A beautiful little girl who was about six or eight years old knocked on our window. We were warned not to give to child beggars because many of them are forced to beg by adults who are sometimes in criminal networks. “Mista, I’m hung-rree,” she said with a rolled r in her accent of English. We gave her a full bag of change…
When she went away, my first thought was, that pretty little girl is going to grow up to be a prostitute. My heart ached. I wanted to weep for her, and concentrated hard to keep the tears from flowing as we made our way back to our house that night.
It’s not an unusual scenario for a girl conscripted to beg as a child to then be forced into prostitution as she grows into an adult. Sometimes the criminal networks that control these children, have a hold on them their whole lives. It’s a life of enslavement. It’s not fair.
While we know local people from the countries where we’ve lived and visited who live just the same as us, we also see people struggling, and we know some of them, too. Often their struggles are so different than what we were confronted with at home:
- The woman who’s daughter died of AIDS, who now cares for her grandchildren and doesn’t know from month to month if she’ll be able to afford their school fees.
- The man who lives in a corrugated metal shack in an urban slum, and walks with a limp after being beaten by a mob who mistakenly thought he was to blame for a community crime.
- The fathers who we give our old clothes to who moved from a country known for war and violence to the country where we live now hoping for a better life for their children.
- The people who pick through our trash looking to see if we’ve left something they can eat, something that can be recycled or something that can be fixed and sold.
- Some of our colleagues and others we’ve met who because they were followers of Jesus spent time in prison, were beaten, were tortured, and witnessed friends and family murdered because of their beliefs.
- The people who fled from their homes to get away from people who wanted to eradicate their communities and now live in crowded refugee camps.
Sometimes I wonder what my life would have been like if I had been born somewhere else. I wonder how it is that I’ve been able to live such an easy life, comparably, to how many others live.
Sometimes I wonder what if…
- I had to live in a metal shack in an urban slum
- I had to go to jail for my faith
- I struggled to buy clothes or find food to eat
Life’s problems are not doled out in equal measure.
Life isn’t fair.
Sometimes problems arise out events we can’t control like natural disasters. Sometimes they happen because of our own actions or poor choices. But, sometimes it’s the results of other people’s wrong behaviors. And, if you look at major world difficulties you can see patterns of systemic societal, even global sins, for which a portion of the population, even a majority, are subject to the negative outcomes.
God’s Word tells us that this world is fallen (Psalm 14:1-3, Ecclesiastes 7:20; Jeremiah17:9) and broken and that human beings are by their very nature inclined towards evil (Romans 3:23; Galatians 5:19-21). All of these inequities that we see are a result of our personal and corporate sins.

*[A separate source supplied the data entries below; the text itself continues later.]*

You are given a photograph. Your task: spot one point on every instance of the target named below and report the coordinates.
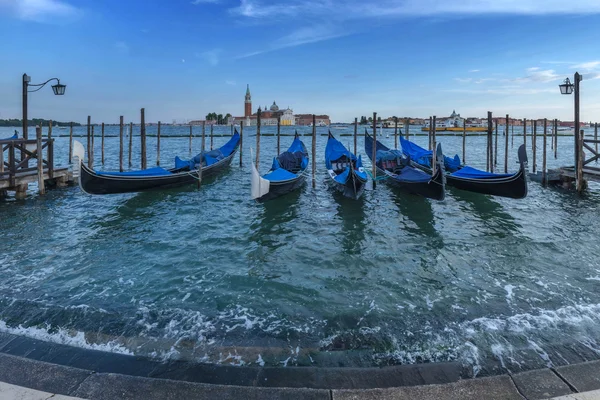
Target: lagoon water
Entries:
(311, 278)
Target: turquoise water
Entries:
(309, 279)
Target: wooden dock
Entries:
(23, 161)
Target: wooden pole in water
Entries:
(38, 136)
(496, 145)
(555, 138)
(464, 139)
(533, 142)
(89, 142)
(130, 141)
(596, 138)
(241, 139)
(102, 145)
(355, 133)
(257, 137)
(92, 159)
(71, 143)
(278, 134)
(374, 151)
(190, 145)
(395, 134)
(314, 151)
(506, 148)
(490, 149)
(144, 163)
(158, 145)
(544, 152)
(121, 143)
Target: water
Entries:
(309, 279)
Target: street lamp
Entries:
(567, 88)
(58, 89)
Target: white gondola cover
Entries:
(260, 186)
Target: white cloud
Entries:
(40, 10)
(122, 47)
(211, 56)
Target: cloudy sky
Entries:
(181, 59)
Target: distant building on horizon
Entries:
(269, 116)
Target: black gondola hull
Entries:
(280, 188)
(514, 187)
(352, 188)
(434, 189)
(93, 183)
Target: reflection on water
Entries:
(210, 275)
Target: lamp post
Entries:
(567, 88)
(58, 90)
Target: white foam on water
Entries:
(63, 336)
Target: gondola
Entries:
(185, 172)
(345, 169)
(471, 179)
(286, 173)
(400, 172)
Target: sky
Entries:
(181, 59)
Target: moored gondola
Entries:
(344, 168)
(471, 179)
(399, 171)
(286, 174)
(185, 172)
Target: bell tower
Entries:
(248, 103)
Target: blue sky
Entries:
(181, 59)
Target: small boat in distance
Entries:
(402, 174)
(344, 168)
(185, 172)
(471, 179)
(286, 173)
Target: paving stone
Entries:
(494, 388)
(114, 387)
(40, 375)
(583, 377)
(540, 384)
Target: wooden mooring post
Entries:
(374, 151)
(102, 145)
(490, 149)
(355, 134)
(130, 141)
(40, 160)
(496, 145)
(89, 137)
(143, 139)
(533, 144)
(121, 143)
(278, 134)
(314, 151)
(257, 137)
(158, 144)
(544, 176)
(555, 138)
(71, 143)
(241, 139)
(464, 139)
(506, 147)
(92, 158)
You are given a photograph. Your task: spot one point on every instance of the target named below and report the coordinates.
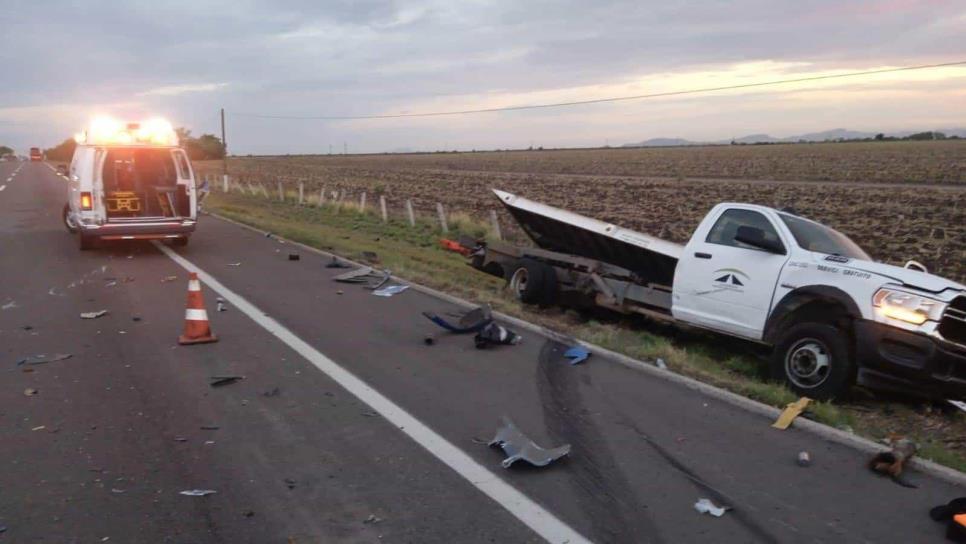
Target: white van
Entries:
(130, 182)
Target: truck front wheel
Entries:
(533, 282)
(814, 360)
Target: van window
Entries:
(138, 170)
(184, 171)
(724, 230)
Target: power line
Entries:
(609, 99)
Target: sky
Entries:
(61, 63)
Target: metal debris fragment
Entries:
(218, 381)
(493, 334)
(705, 506)
(577, 354)
(472, 321)
(198, 492)
(390, 290)
(518, 446)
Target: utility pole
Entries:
(224, 146)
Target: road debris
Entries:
(577, 354)
(792, 410)
(219, 381)
(198, 492)
(705, 506)
(891, 463)
(43, 359)
(953, 514)
(336, 263)
(390, 290)
(518, 446)
(804, 459)
(493, 334)
(472, 321)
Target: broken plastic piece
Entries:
(198, 492)
(577, 354)
(792, 410)
(472, 321)
(218, 381)
(493, 334)
(705, 506)
(891, 463)
(518, 446)
(390, 290)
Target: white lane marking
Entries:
(516, 503)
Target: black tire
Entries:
(66, 211)
(815, 361)
(533, 282)
(86, 242)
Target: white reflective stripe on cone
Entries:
(191, 314)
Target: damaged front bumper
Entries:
(891, 358)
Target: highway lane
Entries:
(616, 487)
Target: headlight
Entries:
(907, 307)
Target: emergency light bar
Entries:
(108, 131)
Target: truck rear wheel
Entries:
(814, 360)
(534, 282)
(71, 228)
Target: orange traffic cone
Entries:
(196, 327)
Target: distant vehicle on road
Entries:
(130, 182)
(831, 315)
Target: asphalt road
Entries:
(115, 432)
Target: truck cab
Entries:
(130, 182)
(832, 314)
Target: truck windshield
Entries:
(815, 237)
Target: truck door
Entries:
(187, 205)
(724, 284)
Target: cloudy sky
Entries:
(63, 62)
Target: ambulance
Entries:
(130, 181)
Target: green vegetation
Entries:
(415, 254)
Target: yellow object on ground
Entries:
(792, 410)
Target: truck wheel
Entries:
(85, 242)
(814, 360)
(71, 228)
(534, 282)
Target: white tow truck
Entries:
(832, 316)
(129, 181)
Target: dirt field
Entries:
(921, 215)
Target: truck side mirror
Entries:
(755, 237)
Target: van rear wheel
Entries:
(71, 228)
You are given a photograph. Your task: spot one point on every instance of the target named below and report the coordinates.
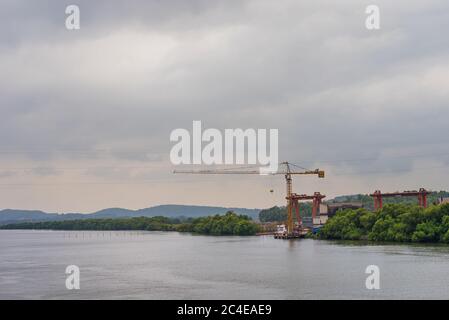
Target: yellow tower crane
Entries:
(286, 171)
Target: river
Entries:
(170, 265)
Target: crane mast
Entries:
(288, 173)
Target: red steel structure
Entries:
(316, 201)
(421, 194)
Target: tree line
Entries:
(228, 224)
(394, 222)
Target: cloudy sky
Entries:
(86, 115)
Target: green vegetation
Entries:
(395, 222)
(228, 224)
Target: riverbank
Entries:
(228, 224)
(392, 223)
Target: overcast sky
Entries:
(86, 115)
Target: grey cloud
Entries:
(138, 69)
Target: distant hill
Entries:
(12, 216)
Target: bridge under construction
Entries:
(297, 230)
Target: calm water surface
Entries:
(166, 265)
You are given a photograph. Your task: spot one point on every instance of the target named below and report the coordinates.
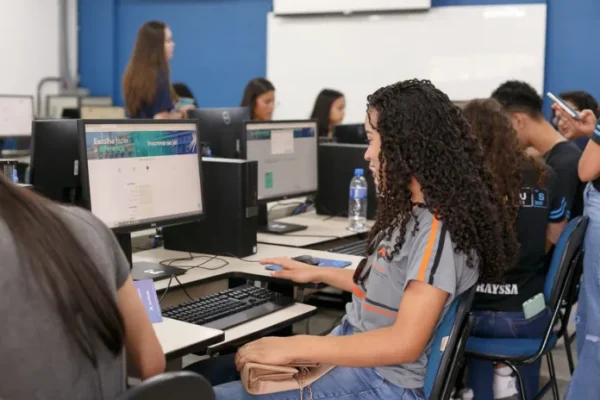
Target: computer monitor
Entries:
(222, 129)
(16, 114)
(95, 101)
(286, 152)
(55, 160)
(55, 104)
(350, 133)
(102, 112)
(140, 174)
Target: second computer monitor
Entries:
(55, 160)
(350, 133)
(139, 174)
(286, 152)
(222, 129)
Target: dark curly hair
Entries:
(504, 155)
(519, 96)
(425, 136)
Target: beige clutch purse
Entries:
(265, 379)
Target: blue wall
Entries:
(221, 44)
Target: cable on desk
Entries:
(169, 262)
(239, 258)
(318, 236)
(183, 288)
(166, 290)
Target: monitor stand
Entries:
(145, 270)
(275, 227)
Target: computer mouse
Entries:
(310, 260)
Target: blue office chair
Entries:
(182, 385)
(445, 358)
(559, 279)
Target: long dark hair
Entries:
(64, 272)
(147, 61)
(255, 88)
(322, 109)
(426, 137)
(504, 155)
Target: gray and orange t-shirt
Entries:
(427, 256)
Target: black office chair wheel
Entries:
(181, 385)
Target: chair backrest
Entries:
(180, 385)
(448, 345)
(568, 246)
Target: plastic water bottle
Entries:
(357, 205)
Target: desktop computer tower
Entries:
(337, 162)
(231, 219)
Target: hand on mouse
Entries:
(293, 270)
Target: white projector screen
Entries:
(291, 7)
(357, 54)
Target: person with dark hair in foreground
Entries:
(68, 304)
(585, 384)
(578, 101)
(329, 110)
(537, 210)
(524, 106)
(440, 226)
(259, 97)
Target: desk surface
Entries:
(180, 338)
(264, 325)
(213, 269)
(321, 228)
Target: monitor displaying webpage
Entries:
(16, 114)
(143, 173)
(287, 157)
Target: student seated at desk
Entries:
(437, 231)
(67, 304)
(147, 86)
(259, 97)
(537, 209)
(524, 106)
(329, 110)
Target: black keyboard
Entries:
(229, 308)
(354, 249)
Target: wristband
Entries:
(596, 135)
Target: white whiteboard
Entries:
(30, 49)
(466, 51)
(16, 114)
(290, 7)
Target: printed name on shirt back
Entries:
(533, 197)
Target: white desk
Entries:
(180, 338)
(242, 268)
(264, 325)
(321, 228)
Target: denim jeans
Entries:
(340, 383)
(491, 324)
(585, 383)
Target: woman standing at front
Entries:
(439, 225)
(147, 86)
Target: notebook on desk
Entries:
(156, 272)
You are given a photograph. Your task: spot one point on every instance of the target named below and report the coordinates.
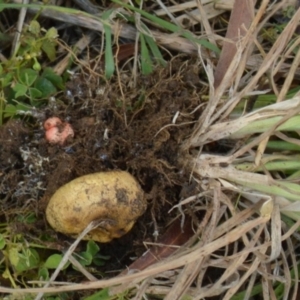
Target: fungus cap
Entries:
(114, 198)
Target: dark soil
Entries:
(116, 126)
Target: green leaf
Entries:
(145, 57)
(171, 27)
(45, 87)
(6, 80)
(48, 47)
(20, 90)
(53, 261)
(28, 77)
(2, 242)
(9, 110)
(43, 273)
(155, 50)
(54, 78)
(36, 66)
(34, 94)
(92, 248)
(102, 295)
(34, 27)
(52, 33)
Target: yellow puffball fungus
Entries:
(114, 198)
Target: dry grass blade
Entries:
(240, 20)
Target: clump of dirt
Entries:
(116, 126)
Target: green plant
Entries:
(24, 82)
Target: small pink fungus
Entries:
(52, 122)
(56, 131)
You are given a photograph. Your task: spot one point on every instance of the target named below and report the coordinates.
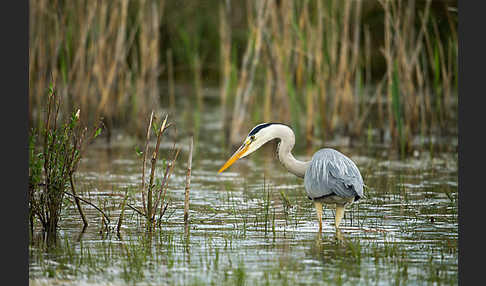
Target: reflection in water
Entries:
(254, 221)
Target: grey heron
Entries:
(330, 177)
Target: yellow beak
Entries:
(237, 155)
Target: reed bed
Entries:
(324, 67)
(102, 56)
(314, 65)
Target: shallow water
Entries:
(253, 224)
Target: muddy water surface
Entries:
(253, 225)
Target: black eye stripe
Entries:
(258, 127)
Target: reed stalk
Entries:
(188, 181)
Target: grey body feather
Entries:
(332, 173)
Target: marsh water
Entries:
(253, 224)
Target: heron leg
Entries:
(318, 206)
(339, 215)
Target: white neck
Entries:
(287, 142)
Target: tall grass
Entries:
(324, 67)
(319, 65)
(102, 56)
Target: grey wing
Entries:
(331, 172)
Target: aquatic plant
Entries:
(52, 169)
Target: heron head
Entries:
(258, 136)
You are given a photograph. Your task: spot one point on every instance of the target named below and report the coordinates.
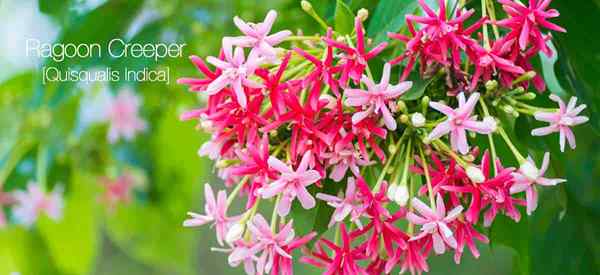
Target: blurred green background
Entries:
(145, 236)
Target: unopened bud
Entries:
(235, 233)
(363, 14)
(401, 195)
(401, 106)
(306, 6)
(491, 85)
(404, 119)
(417, 120)
(392, 191)
(529, 171)
(475, 174)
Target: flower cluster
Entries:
(309, 124)
(28, 205)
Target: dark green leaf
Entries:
(343, 18)
(389, 16)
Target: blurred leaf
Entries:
(24, 252)
(549, 72)
(344, 18)
(418, 88)
(316, 219)
(389, 16)
(578, 52)
(514, 235)
(73, 241)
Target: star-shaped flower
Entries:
(459, 121)
(561, 121)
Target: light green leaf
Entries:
(73, 241)
(343, 18)
(389, 16)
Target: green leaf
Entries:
(578, 53)
(389, 16)
(24, 252)
(343, 18)
(549, 72)
(73, 241)
(418, 88)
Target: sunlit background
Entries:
(59, 127)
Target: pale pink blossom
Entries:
(269, 242)
(243, 252)
(350, 204)
(459, 121)
(123, 116)
(215, 213)
(256, 36)
(561, 121)
(376, 98)
(528, 176)
(33, 202)
(434, 223)
(236, 72)
(291, 184)
(343, 157)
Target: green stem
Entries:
(42, 166)
(512, 147)
(427, 178)
(17, 153)
(237, 190)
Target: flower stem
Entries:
(42, 166)
(13, 159)
(427, 178)
(490, 137)
(511, 146)
(237, 190)
(274, 215)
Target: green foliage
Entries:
(344, 18)
(389, 17)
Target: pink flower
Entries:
(354, 59)
(5, 199)
(561, 121)
(256, 36)
(350, 204)
(526, 21)
(528, 177)
(343, 157)
(434, 223)
(291, 184)
(215, 212)
(466, 235)
(345, 258)
(269, 242)
(123, 115)
(243, 252)
(376, 98)
(459, 120)
(32, 203)
(489, 62)
(236, 72)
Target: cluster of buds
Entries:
(291, 124)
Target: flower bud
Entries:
(401, 195)
(306, 6)
(235, 233)
(491, 85)
(417, 120)
(363, 14)
(392, 191)
(529, 171)
(404, 119)
(475, 174)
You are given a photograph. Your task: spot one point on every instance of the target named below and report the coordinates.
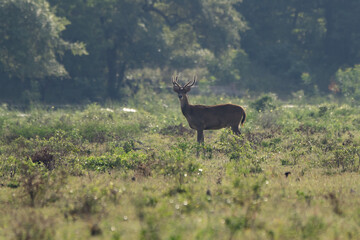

But, God can make us new (2 Corinthian 5:17). He can change our communities. He can change our societies. Someday he’ll make a new earth that will be perfect (Revelations 21; Isaiah 65:17-25).
Until then, God promises to give us the grace to persever through life’s troubles (John 16:33; 1 Corinthians 1:3-7).
We’ve witnessed examples of God’s grace in action.
- Individuals of various economic levels who offer the resources they have to help others.
- Churches and organizations running programs to help those who are struggling with immediate needs and offering training to communities to help them overcome long-term problems.
- Attitudes of thankfulness that transcend circumstances.
The hope that they have, gives me confidence to know that if God can sustain them, he can also sustain me no matter what difficulties I may face.